Shanghai (Gasgoo)- On February 18, Geely Auto Group and its tech ecosystem partner Stepfun announced the open-sourcing of two multimodal AI large models—the Step-Video-T2V for video generation and the Step-Audio for voice interaction.
The collaboration leveraged both companies' strengths in computing power, algorithms, and scenario-based training, significantly enhancing the AI models' performance. Stepfun stated that the initiative aims to share the latest advancements in multimodal large models with the global open-source community and contribute to its development.
Step-Video-T2V
With 30 billion parameters, the Step-Video-T2V can generate high-quality videos at 540p resolution with 204 frames, ensuring exceptional information density and consistency.
To comprehensively assess AI-generated video quality, Stepfun has also released an open-source benchmark dataset, the Step-Video-T2V-Eval. This dataset includes 128 real-world Chinese-language queries to evaluate video performance across 11 categories, such as motion, landscapes, animals, abstract concepts, surrealism, human figures, 3D animation, and cinematography.
The company said the Step-Video-T2V outperforms existing open-source models in instruction adherence, motion smoothness, physical realism, and aesthetic appeal. The model excels in generating complex motion sequences, expressive human figures, visually imaginative scenes, bilingual text integration, and advanced cinematographic compositions.

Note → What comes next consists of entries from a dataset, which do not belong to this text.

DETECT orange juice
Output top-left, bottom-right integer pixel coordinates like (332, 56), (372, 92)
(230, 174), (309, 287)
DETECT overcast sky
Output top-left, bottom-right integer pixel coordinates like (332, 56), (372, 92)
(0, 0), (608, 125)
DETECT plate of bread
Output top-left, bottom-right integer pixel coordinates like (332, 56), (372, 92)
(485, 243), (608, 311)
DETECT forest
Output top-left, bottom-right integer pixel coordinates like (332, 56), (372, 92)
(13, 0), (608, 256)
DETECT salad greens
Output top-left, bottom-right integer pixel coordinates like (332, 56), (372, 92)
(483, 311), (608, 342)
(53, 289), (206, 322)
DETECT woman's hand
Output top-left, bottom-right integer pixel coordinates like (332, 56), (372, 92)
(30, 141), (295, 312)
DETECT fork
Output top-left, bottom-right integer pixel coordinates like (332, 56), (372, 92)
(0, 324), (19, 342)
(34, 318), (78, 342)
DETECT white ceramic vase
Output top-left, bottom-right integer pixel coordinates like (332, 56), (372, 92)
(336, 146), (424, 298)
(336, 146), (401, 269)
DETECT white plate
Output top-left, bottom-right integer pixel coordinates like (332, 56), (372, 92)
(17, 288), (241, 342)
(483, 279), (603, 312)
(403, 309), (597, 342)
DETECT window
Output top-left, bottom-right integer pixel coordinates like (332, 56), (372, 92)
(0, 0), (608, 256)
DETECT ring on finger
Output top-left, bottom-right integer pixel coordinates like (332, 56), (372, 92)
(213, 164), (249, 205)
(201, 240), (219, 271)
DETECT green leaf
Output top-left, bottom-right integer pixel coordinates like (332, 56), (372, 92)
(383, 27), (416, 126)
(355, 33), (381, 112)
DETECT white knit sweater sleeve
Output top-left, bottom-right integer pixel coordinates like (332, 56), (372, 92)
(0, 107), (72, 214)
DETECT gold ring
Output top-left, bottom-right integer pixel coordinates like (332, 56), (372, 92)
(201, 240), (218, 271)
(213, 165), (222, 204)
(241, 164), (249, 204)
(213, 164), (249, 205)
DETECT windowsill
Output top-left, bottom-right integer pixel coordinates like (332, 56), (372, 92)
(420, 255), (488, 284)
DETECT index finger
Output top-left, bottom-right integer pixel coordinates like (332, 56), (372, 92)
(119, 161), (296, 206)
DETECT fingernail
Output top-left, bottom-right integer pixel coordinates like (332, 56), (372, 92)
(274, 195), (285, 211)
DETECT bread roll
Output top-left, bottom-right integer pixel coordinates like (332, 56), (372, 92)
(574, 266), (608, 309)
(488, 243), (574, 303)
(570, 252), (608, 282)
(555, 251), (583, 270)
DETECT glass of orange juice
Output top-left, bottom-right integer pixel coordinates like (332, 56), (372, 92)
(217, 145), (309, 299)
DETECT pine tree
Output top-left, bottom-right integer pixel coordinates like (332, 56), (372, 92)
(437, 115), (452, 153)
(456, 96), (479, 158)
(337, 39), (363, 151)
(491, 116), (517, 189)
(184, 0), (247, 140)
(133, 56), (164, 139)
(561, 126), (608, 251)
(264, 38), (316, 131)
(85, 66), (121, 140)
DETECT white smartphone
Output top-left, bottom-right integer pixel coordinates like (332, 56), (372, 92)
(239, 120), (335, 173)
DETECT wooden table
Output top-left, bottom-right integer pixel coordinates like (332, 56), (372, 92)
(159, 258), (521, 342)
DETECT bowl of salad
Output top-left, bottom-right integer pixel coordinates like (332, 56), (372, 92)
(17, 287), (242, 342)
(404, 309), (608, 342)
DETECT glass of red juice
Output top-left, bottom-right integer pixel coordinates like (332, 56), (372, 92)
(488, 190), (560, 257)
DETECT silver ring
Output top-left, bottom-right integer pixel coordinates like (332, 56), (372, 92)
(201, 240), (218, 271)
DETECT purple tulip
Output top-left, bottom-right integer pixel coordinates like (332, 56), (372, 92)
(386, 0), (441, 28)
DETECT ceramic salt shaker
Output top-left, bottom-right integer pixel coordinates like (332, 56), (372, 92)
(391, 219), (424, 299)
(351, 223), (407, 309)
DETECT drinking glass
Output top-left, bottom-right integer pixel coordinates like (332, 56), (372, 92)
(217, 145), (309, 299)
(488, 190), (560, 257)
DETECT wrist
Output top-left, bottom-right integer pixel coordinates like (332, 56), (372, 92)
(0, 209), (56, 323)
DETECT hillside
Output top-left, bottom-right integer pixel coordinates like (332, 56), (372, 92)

The AI model's ability to accurately depict intricate movements is particularly noteworthy. Whether it's the grace of ballet, the intensity of karate, the speed of badminton, or the high-speed rotations of diving, the model demonstrates a deep understanding of physical space and motion dynamics. In one test case, it realistically portrayed the spatial relationships between a panda, a sloped surface, and a skateboard, producing physics-aware visuals—one of the most challenging aspects of AI video generation today.
Step-Audio
According to Stepfun, the Step-Audio is the industry's first product-grade open-source voice interaction model. It can generate speech with diverse emotions, dialects, languages, singing styles, and personalized expressions, enabling natural, high-quality conversations across various scenarios, including film, entertainment, social interactions, and gaming.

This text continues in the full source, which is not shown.